The Impact of Ammophila arenaria Foredune Development on Downwind Aerodynamics and Parabolic Dune Development

HART, AT.; HILTON, M.J.; WAKES, S.J., and DICKINSON, K.J.M., 2012. The impact of Ammophila arenaria foredune development on downwind aerodynamics and parabolic dune development. Journal of Coastal Research, 28(1), 112-122. West Palm Beach (Florida), ISSN 0749-0208. Ammophila arenaria (marram grass) is highly invasive in temperate, southern hemisphere dune systems. Ammophila arenaria is known to form relatively large, uniform foredunes. However, the impact of A. arenaria invasion on adjacent transgressive dune systems is relatively poorly understood. This study (1) documents foredune and parabolic dune development and A. arenaria invasion at Mason Bay, New Zealand and (2) investigates the impact of A. arenaria foredune development on aerodynamic flow patterns and resultant parabolic dune sedimentary dynamics. Over a period of 40 years, A. arenaria invasion in Mason Bay transformed foredune morphology from an irregular and hummocky morphology to a continuous, densely vegetated foredune complex up to 11 m high. An incipient parabolic dune, initiated from a large blowout, was present prior to A. arenaria invasion.

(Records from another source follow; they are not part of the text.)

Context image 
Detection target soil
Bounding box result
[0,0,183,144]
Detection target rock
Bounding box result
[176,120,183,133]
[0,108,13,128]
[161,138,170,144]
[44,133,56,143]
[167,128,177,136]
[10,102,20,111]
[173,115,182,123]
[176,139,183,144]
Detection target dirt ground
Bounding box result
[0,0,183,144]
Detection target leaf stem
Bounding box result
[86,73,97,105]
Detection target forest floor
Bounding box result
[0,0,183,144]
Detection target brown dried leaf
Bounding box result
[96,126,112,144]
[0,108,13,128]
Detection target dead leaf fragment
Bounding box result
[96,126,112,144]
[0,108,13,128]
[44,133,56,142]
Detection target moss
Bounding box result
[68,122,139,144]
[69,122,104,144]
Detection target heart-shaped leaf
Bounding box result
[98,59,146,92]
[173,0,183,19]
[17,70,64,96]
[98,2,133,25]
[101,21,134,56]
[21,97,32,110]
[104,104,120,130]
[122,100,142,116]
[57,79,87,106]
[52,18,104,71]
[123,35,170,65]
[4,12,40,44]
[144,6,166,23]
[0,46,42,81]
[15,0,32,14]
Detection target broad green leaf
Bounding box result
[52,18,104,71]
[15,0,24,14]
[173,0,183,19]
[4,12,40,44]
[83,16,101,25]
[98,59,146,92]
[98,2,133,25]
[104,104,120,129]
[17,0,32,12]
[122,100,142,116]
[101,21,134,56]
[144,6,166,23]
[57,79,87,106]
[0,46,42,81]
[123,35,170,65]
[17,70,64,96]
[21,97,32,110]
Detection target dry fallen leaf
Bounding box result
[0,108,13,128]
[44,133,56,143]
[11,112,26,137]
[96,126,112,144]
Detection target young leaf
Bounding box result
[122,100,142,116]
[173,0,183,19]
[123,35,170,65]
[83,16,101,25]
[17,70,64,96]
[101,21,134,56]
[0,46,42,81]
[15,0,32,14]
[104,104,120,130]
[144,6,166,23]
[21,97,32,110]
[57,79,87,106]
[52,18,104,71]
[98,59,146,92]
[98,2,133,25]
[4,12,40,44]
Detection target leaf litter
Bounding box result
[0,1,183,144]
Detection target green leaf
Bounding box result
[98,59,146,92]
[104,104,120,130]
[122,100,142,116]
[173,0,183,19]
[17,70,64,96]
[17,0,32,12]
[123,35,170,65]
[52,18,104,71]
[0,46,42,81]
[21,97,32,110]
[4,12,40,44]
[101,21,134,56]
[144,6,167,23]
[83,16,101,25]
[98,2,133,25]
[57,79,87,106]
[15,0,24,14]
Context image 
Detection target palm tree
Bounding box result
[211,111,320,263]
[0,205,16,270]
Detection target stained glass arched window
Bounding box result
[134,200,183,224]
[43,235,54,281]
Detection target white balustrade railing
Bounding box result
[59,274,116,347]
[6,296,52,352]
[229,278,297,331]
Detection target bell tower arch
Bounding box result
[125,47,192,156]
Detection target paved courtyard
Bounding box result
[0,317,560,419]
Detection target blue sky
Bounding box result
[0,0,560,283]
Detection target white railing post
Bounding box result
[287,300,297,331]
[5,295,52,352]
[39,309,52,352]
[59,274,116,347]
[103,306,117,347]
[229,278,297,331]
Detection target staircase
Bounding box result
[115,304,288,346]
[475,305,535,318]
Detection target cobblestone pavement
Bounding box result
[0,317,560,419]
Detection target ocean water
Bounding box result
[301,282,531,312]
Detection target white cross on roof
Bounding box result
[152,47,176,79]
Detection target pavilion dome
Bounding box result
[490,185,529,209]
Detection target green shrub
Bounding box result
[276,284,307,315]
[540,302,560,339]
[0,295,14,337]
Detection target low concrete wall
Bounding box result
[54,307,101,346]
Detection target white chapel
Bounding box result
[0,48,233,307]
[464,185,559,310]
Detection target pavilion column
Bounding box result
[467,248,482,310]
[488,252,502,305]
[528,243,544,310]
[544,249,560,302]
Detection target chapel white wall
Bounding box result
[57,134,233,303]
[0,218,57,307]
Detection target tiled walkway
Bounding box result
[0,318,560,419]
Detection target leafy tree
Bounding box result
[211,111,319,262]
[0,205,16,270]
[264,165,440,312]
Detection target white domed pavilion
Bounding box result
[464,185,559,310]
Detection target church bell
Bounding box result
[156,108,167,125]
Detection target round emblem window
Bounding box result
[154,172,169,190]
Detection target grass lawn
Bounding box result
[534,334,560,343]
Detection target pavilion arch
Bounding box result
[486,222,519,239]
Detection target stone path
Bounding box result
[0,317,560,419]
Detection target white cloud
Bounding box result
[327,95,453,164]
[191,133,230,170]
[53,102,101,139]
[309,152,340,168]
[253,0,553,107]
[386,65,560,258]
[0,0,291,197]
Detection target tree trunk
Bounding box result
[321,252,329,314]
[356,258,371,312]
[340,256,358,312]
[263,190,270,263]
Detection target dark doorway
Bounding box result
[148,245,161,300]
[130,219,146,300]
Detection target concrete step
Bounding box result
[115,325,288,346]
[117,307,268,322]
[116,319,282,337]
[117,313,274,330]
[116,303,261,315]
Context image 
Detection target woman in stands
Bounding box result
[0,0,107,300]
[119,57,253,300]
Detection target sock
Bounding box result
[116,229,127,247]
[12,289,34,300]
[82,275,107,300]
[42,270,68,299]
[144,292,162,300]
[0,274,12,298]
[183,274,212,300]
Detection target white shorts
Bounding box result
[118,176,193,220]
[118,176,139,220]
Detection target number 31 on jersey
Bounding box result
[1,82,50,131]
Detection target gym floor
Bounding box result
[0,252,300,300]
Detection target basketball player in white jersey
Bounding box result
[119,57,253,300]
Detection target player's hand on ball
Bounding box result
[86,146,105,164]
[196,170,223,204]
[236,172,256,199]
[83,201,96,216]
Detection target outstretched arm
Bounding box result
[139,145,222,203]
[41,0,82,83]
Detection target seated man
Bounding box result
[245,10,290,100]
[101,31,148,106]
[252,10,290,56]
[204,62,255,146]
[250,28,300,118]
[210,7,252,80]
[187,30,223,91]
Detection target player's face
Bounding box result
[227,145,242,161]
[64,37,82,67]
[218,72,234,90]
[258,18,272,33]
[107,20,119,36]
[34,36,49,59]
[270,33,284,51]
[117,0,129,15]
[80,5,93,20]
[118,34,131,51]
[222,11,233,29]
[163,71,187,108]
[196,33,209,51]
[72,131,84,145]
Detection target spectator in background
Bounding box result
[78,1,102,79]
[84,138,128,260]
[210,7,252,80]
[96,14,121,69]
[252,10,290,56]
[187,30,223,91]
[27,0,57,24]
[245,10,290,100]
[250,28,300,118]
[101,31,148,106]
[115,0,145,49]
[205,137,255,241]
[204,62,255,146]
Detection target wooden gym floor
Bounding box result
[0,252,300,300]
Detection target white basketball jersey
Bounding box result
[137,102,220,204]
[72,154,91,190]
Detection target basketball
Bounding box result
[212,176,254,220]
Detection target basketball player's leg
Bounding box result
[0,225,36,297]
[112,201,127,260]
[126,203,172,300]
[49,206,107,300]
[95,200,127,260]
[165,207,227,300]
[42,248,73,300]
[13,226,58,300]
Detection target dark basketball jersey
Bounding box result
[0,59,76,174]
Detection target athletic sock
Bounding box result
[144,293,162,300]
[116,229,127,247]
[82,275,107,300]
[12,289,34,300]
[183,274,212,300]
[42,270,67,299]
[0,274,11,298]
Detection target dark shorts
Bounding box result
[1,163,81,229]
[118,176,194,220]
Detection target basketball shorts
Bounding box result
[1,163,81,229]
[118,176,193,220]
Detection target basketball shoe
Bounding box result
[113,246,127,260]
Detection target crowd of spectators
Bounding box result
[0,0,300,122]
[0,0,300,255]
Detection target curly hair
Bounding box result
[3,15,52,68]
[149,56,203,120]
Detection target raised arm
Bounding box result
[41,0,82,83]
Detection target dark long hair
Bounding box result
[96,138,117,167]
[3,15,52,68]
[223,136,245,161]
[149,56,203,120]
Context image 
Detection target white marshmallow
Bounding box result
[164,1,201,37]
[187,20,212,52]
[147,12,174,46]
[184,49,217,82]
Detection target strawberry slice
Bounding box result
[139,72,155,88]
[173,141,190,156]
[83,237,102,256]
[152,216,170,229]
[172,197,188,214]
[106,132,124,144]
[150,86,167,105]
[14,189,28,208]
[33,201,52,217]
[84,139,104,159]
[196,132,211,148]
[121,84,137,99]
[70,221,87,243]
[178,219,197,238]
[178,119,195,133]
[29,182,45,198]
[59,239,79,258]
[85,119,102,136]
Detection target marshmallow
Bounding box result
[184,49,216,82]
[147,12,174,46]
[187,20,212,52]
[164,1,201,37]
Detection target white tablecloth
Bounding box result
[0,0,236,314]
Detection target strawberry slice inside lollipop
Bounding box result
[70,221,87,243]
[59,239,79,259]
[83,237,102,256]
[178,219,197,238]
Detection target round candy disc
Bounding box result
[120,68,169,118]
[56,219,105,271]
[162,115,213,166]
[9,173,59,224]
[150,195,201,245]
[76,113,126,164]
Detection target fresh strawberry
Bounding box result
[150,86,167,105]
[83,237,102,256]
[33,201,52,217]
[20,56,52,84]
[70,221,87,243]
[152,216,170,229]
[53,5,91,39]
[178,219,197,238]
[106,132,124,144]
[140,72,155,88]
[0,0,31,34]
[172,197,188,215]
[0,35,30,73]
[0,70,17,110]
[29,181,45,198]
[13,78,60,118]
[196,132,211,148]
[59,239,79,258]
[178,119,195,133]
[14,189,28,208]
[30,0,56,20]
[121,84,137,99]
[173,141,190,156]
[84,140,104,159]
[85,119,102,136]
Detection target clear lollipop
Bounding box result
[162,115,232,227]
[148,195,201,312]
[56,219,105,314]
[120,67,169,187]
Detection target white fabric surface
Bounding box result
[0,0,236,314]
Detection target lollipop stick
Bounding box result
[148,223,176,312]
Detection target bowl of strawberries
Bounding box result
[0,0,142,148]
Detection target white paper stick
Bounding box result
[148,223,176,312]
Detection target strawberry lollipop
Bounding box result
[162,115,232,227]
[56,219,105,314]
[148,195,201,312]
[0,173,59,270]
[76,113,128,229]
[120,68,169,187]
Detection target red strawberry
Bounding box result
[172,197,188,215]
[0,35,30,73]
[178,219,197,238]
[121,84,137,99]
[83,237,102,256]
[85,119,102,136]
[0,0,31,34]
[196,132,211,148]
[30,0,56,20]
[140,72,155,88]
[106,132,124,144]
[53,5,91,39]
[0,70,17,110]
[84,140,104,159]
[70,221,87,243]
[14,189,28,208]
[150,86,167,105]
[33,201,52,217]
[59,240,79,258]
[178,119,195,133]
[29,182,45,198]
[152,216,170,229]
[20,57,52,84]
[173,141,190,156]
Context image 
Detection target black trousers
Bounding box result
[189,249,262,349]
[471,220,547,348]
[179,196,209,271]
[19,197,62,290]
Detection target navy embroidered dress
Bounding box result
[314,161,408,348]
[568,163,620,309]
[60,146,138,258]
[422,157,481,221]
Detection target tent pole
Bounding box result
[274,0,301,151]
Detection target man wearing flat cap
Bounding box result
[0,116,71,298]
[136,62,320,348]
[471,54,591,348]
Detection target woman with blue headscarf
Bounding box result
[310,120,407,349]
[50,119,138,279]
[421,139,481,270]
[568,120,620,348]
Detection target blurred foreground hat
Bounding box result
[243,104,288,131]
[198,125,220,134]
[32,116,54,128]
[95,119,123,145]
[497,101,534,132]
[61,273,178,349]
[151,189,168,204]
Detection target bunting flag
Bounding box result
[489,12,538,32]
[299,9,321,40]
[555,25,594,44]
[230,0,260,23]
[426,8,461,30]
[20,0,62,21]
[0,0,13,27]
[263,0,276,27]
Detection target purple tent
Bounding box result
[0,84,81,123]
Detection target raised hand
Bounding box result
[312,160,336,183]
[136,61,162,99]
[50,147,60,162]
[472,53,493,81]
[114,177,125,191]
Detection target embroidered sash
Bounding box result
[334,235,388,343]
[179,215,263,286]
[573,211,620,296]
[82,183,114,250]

Parabolic dune development occurred through downwind migration of the depositional lobe at an average of 24 m y(-1) between 1958 and 1978. Subsequent parabolic development occurred through decreased depositional-lobe migration (0.79 m y(-1) between 1989 and 2002) and deflation surface enlargement as A. arenaria increased in extent and density across the dune. Significant vertical accretion and increased stability of the foredune occurred during this period. Computational fluid dynamics was used to model flow over foredune topographies associated with the native sand binder Desmoschoenus spiralis and the exotic A. arenaria. Ammophila arenaria foredune development has significantly altered the aerodynamic and sedimentary dynamics of the parabolic dune. During onshore SW flows, higher sheltering was modelled in the lee of the A. arenaria foredune with velocities reduced to between 60% and 70% of ambient across the deflation surface. Flow recovery downwind of the A. arenaria high foredune was 81%, compared to 94% for the D. spiralis low foredune with flow influenced up to 40-45 times the A. arenaria foredune height. Reduced flow velocities, increased foredune stability, and stabilisation of the parabolic dune have resulted in a transition from a highly mobile to a highly stable dune.